I think of how my heavenly Father chose to adopt me. He says He loves me and though I want to so badly, I struggle to really believe it, because I don't always feel it. I wrestle with insecurities and identity issues because I don't look like Him. I hang my head in shame because don't act like Him. Still, I want to look and act like Him, and it's His desire for me. But as my Dad, His greatest desire is for me to come Home. In the meantime, He longs for the day when we will be together face to face and He prepares a place just for me...yep, that's what adoptive parent's do.
My Hope: Born 'neath someone else's breast, yet safely home within our nest...
Lord we are in Your hands...can we bring them home?
Monday, July 29, 2013
I live in Minnesota where winters are dark, harsh and long. Our only child, our sweet son was diagnosed with cancer in 2008 and flew Home to Jesus in early 2009. The past few years have been a "winter" season in my life and I have so longed for the return of spring.
Robins are resilient. They sometimes build 3 nests a season.
It takes hard work to build a nest, lay eggs, wait for them to hatch, raise the young, teach them to fly then watch them fly away. It takes amazing courage to start the whole process again. Still that's who they are, it's what they were created to do.
Before marrying I was a nanny, living in other people's nests and doing flight training for other people's little one's. But after miscarrying twins and then watching my son fly off, I've been grieved, felt old and weary and too spent to try again. I've been brooding, feeling bankrupt in every way...financially, emotionally, physically...not sure I have what it takes to try again. Yet, I'm starting to believe it's who I am and what I was created to do.

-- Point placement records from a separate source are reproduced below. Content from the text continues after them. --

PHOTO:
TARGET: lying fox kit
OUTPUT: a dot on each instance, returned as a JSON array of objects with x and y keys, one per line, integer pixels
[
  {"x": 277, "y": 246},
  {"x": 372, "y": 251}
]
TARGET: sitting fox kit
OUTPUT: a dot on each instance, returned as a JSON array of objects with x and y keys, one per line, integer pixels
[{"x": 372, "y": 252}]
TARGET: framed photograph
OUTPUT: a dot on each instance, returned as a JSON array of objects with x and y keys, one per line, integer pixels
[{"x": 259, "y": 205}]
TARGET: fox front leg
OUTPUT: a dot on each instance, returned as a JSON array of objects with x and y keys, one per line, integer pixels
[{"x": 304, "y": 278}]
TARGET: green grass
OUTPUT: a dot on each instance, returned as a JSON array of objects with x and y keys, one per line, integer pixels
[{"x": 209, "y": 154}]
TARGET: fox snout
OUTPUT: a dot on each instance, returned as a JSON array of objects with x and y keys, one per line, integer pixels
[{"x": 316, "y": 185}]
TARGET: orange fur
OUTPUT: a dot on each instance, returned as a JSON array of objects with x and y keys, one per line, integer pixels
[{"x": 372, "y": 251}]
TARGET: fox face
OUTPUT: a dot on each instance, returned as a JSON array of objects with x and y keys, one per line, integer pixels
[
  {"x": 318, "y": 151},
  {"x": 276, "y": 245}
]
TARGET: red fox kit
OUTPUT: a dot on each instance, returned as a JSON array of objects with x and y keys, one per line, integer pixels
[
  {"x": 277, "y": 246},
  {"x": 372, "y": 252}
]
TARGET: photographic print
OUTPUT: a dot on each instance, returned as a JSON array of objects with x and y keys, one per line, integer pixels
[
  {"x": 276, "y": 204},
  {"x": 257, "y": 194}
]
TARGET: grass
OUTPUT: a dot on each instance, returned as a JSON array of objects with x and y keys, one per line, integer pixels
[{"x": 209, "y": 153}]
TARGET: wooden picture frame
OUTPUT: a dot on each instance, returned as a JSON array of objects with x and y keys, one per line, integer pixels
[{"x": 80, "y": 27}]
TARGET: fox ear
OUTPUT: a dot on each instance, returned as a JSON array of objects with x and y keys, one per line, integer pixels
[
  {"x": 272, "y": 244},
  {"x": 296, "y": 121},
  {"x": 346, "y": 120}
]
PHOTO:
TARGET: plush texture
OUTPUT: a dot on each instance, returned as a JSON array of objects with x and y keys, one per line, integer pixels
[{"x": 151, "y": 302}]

We can no longer lay our own eggs. Still, we've got our own nest, granted it needs a little cleaning and freshening before it would be ready for another little one, but we could do that. Sometimes other birds are able to lay eggs, but unable to build a safe nest, or unable to protect their young or gather enough food to raise their young ones and teach them to fly on their own...Maybe we can help.
It's been awhile since I spread my wings, yet I still remember the joy of flight. I long to feel the wind lift me, long to soar again and by God's grace, again teach little ones to fly...
Now to strengthen my wings, ready the nest and pray for a good egg.